C'est seulement à la troisième queue que le commerçant d'encens se calma et se tut, et il s'excusa d'avoir prononcé des paroles outrageantes pour le pharaon dans le paroxysme de sa douleur.
– Mais, dit-il, je croyais que la reine TU, qui est une femme sage et habile, saurait guider son fils, et je prenais le prêtre Aï pour un homme avisé, mais ils veulent seulement abattre Amon et laissent le pharaon sévir avec ses caprices insensés. Pauvre Amon!

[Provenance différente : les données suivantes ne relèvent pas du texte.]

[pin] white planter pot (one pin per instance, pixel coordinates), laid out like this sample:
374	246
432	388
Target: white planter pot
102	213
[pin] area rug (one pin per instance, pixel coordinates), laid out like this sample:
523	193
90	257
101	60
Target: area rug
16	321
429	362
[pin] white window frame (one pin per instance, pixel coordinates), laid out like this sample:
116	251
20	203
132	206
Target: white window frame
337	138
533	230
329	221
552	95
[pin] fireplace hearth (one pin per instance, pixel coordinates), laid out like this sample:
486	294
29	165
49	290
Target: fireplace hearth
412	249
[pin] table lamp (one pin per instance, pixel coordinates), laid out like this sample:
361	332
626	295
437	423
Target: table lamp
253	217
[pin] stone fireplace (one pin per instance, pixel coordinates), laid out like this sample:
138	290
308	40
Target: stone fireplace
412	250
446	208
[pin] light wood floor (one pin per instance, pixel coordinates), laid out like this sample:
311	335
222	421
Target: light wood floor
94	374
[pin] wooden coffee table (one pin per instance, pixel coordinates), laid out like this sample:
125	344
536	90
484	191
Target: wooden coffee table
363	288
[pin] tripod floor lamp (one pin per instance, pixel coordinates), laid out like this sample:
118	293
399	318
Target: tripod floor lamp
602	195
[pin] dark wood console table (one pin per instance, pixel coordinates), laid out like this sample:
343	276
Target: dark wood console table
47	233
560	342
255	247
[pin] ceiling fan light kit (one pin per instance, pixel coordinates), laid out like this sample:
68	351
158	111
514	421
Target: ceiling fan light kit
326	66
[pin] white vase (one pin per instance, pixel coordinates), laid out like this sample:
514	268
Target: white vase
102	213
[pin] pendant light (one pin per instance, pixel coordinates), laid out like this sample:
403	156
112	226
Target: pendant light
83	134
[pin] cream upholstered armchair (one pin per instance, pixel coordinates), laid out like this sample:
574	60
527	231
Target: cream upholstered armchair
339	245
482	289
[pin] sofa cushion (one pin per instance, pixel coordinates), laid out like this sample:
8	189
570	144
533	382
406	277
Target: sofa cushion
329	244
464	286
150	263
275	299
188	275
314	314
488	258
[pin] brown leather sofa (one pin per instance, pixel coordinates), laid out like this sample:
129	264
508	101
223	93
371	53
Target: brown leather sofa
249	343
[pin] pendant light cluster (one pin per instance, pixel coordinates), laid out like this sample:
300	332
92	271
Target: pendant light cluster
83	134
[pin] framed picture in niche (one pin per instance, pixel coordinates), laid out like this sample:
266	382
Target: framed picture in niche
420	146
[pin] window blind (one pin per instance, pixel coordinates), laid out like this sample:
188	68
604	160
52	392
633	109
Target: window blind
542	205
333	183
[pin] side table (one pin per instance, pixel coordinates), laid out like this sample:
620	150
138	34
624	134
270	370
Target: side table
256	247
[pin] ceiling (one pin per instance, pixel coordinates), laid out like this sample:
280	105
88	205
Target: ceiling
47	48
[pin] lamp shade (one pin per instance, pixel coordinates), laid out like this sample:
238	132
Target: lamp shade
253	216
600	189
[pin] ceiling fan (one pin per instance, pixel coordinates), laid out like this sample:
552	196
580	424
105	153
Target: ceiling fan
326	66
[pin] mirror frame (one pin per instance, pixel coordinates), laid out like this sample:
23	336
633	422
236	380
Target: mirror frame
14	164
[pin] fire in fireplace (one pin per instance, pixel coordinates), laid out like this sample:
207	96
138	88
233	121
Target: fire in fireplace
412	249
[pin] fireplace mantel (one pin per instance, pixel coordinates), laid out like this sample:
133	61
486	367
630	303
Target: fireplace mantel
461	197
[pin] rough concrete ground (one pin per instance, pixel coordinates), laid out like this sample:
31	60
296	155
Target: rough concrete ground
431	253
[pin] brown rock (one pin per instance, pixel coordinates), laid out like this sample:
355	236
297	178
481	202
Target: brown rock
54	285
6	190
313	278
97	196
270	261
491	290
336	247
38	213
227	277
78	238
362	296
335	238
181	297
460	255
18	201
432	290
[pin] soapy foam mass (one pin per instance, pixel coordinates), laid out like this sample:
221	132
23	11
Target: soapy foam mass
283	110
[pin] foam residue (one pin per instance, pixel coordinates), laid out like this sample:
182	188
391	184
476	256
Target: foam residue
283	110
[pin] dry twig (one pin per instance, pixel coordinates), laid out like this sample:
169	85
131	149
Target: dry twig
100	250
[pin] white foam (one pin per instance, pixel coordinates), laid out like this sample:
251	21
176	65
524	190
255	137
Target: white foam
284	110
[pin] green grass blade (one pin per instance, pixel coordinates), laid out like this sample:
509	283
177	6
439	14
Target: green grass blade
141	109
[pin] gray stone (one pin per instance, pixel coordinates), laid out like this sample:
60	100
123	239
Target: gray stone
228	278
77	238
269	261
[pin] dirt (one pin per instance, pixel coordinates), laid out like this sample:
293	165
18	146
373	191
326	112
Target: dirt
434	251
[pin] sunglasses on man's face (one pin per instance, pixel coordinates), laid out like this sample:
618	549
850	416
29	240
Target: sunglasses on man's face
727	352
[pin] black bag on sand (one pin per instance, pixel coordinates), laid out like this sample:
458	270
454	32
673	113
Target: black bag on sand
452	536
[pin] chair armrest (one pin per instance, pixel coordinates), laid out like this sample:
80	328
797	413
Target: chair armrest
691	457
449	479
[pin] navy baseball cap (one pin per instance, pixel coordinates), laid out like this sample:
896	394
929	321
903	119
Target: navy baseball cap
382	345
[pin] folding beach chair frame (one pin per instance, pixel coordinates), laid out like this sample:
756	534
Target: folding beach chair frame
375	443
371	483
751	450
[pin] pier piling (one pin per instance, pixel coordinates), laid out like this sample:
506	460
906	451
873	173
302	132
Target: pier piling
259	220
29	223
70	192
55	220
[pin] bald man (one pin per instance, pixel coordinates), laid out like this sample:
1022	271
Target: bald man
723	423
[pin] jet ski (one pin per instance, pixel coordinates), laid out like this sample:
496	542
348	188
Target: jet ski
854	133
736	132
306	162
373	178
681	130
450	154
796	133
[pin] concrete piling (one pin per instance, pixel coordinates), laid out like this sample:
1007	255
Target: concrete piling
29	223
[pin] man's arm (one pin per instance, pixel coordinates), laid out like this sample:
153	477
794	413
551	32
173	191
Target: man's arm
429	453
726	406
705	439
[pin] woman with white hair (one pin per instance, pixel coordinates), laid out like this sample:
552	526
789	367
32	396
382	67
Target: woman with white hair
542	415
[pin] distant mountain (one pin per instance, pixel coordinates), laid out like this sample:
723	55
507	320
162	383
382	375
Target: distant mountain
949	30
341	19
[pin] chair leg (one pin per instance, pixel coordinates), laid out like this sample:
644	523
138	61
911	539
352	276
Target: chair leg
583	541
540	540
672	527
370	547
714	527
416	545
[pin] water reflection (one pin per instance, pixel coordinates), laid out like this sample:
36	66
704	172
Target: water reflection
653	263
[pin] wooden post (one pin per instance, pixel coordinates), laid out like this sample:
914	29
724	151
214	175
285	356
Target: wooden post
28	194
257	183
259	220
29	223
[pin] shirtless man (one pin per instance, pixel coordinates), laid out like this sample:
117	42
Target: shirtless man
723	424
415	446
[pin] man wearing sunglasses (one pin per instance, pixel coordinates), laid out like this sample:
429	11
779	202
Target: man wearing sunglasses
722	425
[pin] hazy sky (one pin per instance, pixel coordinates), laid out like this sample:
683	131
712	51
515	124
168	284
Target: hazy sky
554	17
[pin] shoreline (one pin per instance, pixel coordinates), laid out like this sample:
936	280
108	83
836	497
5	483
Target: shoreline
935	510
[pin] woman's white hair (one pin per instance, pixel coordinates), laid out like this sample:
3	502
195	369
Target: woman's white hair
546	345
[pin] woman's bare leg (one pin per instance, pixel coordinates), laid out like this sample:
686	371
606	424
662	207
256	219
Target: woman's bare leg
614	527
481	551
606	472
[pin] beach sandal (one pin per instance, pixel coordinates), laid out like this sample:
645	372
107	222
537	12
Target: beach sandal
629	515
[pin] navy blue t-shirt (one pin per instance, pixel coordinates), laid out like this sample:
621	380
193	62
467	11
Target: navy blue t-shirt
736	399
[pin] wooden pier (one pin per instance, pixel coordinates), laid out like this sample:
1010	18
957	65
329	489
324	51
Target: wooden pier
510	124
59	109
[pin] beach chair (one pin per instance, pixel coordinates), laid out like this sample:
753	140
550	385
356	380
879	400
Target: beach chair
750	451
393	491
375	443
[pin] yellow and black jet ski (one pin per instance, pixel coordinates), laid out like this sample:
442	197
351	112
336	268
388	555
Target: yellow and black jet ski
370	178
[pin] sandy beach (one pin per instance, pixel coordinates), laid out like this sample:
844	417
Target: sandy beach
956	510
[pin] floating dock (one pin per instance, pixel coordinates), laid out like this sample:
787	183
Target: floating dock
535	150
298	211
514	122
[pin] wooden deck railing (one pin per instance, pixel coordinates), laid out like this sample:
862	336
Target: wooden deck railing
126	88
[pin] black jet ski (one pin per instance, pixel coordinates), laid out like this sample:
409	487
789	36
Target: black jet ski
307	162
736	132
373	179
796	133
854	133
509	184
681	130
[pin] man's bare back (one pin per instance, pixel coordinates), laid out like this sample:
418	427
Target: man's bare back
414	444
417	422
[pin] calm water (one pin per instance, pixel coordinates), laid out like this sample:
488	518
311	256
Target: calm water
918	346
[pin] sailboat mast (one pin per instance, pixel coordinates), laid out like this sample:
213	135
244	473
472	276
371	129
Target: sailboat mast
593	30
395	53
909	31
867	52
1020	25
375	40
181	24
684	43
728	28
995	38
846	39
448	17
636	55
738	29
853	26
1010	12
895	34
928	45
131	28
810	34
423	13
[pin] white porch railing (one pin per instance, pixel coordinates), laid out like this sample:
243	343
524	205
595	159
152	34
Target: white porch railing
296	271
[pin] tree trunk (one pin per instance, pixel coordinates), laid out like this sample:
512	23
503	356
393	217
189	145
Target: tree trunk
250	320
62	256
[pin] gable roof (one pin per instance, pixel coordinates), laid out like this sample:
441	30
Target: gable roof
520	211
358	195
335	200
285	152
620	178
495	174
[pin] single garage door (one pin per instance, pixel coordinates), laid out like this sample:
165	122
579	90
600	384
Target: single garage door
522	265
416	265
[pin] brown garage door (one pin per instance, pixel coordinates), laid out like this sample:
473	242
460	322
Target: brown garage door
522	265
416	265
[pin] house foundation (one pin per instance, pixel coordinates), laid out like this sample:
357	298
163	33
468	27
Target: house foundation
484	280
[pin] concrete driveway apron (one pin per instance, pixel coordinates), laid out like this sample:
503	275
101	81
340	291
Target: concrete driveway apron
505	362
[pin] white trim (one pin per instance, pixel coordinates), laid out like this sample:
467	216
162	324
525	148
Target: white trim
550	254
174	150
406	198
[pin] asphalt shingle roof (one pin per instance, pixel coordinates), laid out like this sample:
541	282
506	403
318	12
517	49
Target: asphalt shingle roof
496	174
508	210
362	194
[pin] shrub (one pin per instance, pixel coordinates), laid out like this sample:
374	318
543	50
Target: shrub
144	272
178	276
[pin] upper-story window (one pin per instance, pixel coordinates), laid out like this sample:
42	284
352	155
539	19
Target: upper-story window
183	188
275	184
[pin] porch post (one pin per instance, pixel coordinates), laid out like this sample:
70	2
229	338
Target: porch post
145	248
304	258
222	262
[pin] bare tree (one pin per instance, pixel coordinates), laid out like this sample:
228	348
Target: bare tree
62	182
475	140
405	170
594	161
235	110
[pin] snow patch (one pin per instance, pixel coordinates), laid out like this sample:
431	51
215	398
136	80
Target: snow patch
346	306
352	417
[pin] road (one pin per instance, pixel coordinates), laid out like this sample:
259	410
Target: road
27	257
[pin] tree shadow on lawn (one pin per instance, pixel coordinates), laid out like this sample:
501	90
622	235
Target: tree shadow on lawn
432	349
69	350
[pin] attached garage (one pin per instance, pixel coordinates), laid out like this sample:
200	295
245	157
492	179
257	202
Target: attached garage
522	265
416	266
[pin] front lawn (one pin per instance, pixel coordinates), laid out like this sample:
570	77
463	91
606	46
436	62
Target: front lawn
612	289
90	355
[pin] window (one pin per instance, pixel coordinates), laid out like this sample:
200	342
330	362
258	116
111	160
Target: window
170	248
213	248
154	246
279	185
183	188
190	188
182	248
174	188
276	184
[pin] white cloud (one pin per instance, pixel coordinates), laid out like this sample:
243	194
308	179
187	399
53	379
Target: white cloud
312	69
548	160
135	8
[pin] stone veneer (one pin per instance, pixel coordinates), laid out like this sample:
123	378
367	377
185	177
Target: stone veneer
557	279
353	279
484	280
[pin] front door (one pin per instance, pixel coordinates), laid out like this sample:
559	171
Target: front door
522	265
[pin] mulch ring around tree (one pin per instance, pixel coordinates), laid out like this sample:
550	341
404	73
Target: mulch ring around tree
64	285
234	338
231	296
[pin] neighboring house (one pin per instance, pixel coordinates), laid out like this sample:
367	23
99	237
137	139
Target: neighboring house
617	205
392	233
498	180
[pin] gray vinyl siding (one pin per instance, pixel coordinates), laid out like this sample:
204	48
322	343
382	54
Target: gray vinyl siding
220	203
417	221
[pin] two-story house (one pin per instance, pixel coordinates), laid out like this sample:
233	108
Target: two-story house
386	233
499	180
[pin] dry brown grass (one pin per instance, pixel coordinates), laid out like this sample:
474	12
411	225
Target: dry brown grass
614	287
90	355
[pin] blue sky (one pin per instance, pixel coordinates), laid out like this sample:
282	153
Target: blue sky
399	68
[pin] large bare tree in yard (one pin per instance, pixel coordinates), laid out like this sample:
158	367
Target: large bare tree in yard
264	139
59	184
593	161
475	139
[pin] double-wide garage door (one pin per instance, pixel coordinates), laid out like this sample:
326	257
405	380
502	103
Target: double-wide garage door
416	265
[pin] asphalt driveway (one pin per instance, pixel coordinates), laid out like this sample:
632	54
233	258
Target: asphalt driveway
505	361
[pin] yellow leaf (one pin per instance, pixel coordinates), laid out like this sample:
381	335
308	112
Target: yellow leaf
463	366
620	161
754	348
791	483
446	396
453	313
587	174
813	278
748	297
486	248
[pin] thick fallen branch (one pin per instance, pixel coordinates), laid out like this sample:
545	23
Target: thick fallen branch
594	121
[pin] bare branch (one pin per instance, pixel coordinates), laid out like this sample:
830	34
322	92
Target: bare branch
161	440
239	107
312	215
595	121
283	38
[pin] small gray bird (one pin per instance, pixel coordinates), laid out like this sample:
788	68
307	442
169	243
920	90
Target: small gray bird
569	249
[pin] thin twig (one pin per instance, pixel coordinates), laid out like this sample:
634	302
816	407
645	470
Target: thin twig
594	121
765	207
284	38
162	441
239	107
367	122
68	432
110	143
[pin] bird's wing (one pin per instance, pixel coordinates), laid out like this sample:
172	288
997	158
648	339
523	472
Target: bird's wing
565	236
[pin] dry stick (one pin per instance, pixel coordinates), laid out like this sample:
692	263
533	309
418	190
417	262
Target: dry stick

Un homme revient le plus souvent à la raison après avoir cassé un vase avec une femme, mais Nefertiti, la grande épouse royale, ne songe qu'à ses habits et à ses modes lascives. Vous ne me croirez peut-être pas, mais actuellement les femmes de la cour se peignent en vert tout le tour des yeux et elles portent des robes ouvertes vers le bas, montrant leur nombril aux hommes.
Kaptah intervint:
– Je n'ai vu cette mode dans aucun pays, bien que j'aie observé beaucoup de bizarreries dans les costumes féminins. Mais tu es bien sûr qu'elles montrent leur ventre à nu, la reine aussi?
Le marchand d'encens s'offensa et dit:
– Je suis un homme pieux et j'ai femme et enfants.
C'est pourquoi je n'ai pas porté mes yeux plus bas que le nombril, et je ne te conseillerai pas de commettre un acte aussi indécent.
Merit prit la parole et dit d'un ton ironique:
– C'est ta bouche qui est dévergondée et non pas cette mode estivale qui est très plaisante et qui fait bien ressortir la beauté de la femme, à condition qu'elle ait le ventre joli et bien formé et qu'une sage-femme maladroite ne lui ait pas abîmé le nombril. Tu aurais fort bien pu abaisser un peu ton regard, car sous la robe se trouve au bon endroit une mince bande d'étoffe de lin fin, de sorte que l'œil le plus pieux n'y trouverait rien à reprendre, si l'on se fait soigneusement épiler, ainsi qu'il convient à toute femme qui se respecte.